In March 2009, four US representatives reintroduced the Great Ape Protection Act (H.R. 1326) to end invasive biomedical research-including experiments that may cause death, bodily injury, pain, distress, fear or trauma as well as psychological experiments of social deprivation and isolation on estimated 1000 chimpanzees in US Laboratories. The bill would also retire approximately 600 federally owned chimpanzees currently in laboratories (many had been kept imprisoned for more than 40 years) to permanent sanctuary. Since June this year, the Great Ape Protection Act is now in the House Committee on energy and commerce with the support of 149 cosponsors.

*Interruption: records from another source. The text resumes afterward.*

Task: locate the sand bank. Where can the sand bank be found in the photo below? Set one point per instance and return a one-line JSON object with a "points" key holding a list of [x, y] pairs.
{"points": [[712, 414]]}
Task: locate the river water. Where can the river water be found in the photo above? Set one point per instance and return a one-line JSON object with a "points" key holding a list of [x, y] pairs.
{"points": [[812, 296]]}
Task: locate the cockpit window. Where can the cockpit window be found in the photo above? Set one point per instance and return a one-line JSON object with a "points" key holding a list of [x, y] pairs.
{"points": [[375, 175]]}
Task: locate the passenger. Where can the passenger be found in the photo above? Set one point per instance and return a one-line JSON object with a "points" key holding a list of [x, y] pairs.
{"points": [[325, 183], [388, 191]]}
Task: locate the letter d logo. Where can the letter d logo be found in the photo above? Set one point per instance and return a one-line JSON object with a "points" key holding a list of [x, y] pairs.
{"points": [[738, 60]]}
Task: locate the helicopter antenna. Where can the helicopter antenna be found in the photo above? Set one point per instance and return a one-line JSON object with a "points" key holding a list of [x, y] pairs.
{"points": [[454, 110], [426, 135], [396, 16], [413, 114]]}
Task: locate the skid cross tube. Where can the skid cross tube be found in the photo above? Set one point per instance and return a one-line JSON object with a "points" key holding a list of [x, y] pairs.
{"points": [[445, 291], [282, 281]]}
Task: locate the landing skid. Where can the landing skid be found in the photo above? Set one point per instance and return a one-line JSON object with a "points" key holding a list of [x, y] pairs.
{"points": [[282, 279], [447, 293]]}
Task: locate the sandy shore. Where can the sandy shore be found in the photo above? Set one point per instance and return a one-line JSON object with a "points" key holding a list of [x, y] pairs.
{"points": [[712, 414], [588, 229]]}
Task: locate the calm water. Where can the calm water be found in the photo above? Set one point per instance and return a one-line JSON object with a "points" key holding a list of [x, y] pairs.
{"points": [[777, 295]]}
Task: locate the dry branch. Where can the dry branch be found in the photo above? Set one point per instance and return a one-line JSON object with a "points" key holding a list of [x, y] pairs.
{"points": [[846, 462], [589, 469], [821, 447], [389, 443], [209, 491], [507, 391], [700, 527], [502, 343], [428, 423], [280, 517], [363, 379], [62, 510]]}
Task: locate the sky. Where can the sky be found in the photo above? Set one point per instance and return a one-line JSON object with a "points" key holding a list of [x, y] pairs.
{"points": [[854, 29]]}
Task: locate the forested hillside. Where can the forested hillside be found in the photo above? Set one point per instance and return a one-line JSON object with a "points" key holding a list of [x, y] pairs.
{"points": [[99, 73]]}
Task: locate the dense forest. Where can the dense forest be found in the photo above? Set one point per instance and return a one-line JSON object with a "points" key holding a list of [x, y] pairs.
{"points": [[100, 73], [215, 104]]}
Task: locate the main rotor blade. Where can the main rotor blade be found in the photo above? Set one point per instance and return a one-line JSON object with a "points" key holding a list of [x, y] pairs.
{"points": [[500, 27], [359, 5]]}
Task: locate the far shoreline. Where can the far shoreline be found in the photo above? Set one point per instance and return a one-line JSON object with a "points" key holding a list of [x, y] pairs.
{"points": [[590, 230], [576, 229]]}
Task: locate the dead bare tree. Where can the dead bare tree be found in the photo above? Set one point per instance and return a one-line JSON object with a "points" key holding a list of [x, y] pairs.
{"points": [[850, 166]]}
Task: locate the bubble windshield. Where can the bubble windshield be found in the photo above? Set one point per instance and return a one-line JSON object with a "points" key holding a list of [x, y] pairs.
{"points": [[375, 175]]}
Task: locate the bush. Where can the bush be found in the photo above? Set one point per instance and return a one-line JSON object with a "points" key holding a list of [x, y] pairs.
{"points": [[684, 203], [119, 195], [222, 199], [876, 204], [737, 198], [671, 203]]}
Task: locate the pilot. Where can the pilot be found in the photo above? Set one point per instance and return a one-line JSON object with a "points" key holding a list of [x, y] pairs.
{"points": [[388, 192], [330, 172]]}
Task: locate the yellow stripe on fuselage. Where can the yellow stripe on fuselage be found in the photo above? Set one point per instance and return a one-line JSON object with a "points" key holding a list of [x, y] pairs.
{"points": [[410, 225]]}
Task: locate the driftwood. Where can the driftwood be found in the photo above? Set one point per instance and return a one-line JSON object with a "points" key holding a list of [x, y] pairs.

This is urgent as the National Institute of Health is in the process of transfering 202 chimpanzees from New Mexico (they had not been used for research since 2002 and many of them are elderly) to a primate lab in Taxes for invasive biomedical research. Fourteen chimpanzees had already been sent to the Texas lab. We must join together now to oppose such plan. Please contact your US senators and representatives and ask for a moratorium on chimpanzees leaving New Mexico. Also ask them to cosponsor the Great Ape Protection Act and tell everyone you know to do the same. The story concerning New Mexico chimps was reported in New York Times on Sep. 1, 2010 and in L.A. Times on Sep. 3, 2010. For more information please go to: apnm.org/campaigns/chimps/
You can google: You Tube and watch a short piece: Nature:Chimpanzees: An Unnatural History/Exclusive/PBS
Science needs to limit its research and boundary base on moral conscience and a clear vision, otherwise it can fall in to the hands of the few for short term profit. The true meaning of scientific advancement should be coherent along with our moral progress.